Hate speech in the digital sphere has the potential to silence voices and thereby threaten democracy. But hate is not always expressed through swear words online; implicit insults are also ubiquitous. Tracking these down efficiently by technical means, however, is extremely challenging. Michael Wiegand is currently working on the “Recognition of Implicit Insults” in a project funded by the FWF.

“In many comments, the insult is obvious because of the profanity used; but often, the issue is more complicated, and we frequently need a human being to detect the insult,” explains Michael Wiegand, who conducts research and teaches in the field of computational linguistics at the Digital Age Research Center (D!ARC).

However, implicit insults are just as tricky, with even the human eye often only spotting the insult at second glance.
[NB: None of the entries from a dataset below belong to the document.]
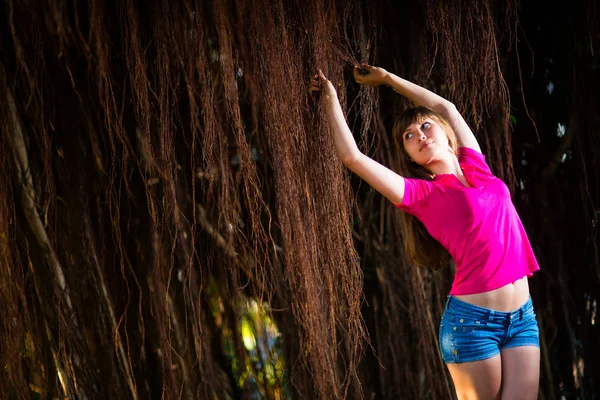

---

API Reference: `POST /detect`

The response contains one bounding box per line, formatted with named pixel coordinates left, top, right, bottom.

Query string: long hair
left=392, top=106, right=459, bottom=271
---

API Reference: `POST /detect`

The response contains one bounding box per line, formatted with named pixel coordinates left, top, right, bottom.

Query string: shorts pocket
left=446, top=315, right=501, bottom=363
left=521, top=306, right=537, bottom=322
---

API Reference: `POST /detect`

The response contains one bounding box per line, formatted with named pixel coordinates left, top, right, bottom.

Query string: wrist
left=322, top=91, right=339, bottom=105
left=382, top=71, right=393, bottom=85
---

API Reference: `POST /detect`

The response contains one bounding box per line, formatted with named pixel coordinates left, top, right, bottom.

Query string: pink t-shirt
left=395, top=147, right=539, bottom=295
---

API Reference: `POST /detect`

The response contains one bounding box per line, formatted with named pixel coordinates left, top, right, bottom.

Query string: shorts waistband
left=444, top=295, right=533, bottom=323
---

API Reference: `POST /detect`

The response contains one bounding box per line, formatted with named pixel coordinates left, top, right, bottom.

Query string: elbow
left=436, top=101, right=458, bottom=118
left=340, top=151, right=361, bottom=167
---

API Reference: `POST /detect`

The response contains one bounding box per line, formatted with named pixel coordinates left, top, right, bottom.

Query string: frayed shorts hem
left=443, top=343, right=541, bottom=364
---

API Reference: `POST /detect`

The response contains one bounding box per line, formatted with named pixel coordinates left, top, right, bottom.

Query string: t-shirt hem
left=449, top=268, right=539, bottom=296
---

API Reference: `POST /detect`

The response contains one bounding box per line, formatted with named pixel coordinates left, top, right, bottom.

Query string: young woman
left=309, top=66, right=540, bottom=400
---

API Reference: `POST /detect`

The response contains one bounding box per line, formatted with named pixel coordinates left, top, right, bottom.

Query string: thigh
left=447, top=355, right=502, bottom=400
left=500, top=346, right=540, bottom=400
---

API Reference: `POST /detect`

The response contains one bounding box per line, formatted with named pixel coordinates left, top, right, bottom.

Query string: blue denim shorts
left=439, top=296, right=540, bottom=364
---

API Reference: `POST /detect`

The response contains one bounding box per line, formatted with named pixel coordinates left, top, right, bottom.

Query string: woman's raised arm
left=310, top=70, right=406, bottom=205
left=354, top=65, right=481, bottom=153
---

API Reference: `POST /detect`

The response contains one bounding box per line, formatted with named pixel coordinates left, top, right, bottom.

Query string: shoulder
left=394, top=177, right=440, bottom=214
left=458, top=147, right=492, bottom=174
left=458, top=146, right=485, bottom=161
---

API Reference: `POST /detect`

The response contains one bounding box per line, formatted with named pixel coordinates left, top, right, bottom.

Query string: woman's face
left=401, top=118, right=454, bottom=167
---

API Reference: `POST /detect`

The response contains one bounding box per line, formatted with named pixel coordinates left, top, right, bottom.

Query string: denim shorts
left=439, top=296, right=540, bottom=364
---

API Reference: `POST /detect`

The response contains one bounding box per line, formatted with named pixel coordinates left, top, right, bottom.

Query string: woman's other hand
left=309, top=69, right=337, bottom=102
left=353, top=64, right=388, bottom=86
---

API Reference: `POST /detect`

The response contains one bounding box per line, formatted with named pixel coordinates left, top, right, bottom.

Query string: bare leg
left=447, top=355, right=502, bottom=400
left=500, top=346, right=540, bottom=400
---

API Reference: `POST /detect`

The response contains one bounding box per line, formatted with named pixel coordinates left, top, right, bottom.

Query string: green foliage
left=208, top=279, right=288, bottom=399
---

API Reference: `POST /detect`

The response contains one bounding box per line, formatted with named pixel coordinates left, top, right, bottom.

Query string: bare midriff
left=453, top=276, right=530, bottom=312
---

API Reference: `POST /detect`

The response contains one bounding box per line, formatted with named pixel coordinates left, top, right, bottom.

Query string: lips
left=420, top=141, right=434, bottom=151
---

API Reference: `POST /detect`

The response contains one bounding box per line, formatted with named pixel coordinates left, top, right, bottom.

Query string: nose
left=417, top=130, right=427, bottom=141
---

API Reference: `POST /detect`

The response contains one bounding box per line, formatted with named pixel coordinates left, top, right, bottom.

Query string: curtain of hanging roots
left=8, top=0, right=597, bottom=399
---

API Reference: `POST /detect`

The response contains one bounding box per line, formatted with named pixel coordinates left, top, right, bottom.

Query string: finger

The fact that these insults cannot be detected by most programmes for hate speech detection makes the problem all the more complex. “If you say, ‘Well, you’re not very intelligent,’ most systems will not comprehend this as an insult. So, in addition to word recognition, we also have to make an effort to recognise linguistic patterns behind remarks like these, which will help us to identify them as offensive,” Michael Wiegand goes on to explain. A crucial factor here are data sets from which an algorithm can learn certain linguistic phenomena. For this purpose, the utterances of people have to be labelled “offensive” and “non-offensive”. Michael Wiegand elaborates: “Once you have the annotated data, you can use machine learning techniques that will allow the machine to recognise signals, interactions and linguistic structures that constitute an insult from the observations in a relatively autonomous way. However, the learning techniques should not only refer to words, but must also take more complex patterns into account.”

Michael Wiegand has been working in the field of hate speech recognition for many years. In his current project, the focus is on implicit insults. Dedicated data sets will be compiled for a number of concrete linguistic expressions, such as euphemisms (e.g. “I’m glad that at least we won’t see each other at the weekend.”). This is challenging because expressions of this kind are severely underrepresented in existing text collections. In the classification procedures that will subsequently be tested on this new data, large language models, which have enjoyed a triumphant advance in computational linguistics in recent years, are set to play a central role. At present, they represent the only machine learning methods that have a genuine albeit rudimentary understanding of the text and can thus manage to read between the lines to a limited extent.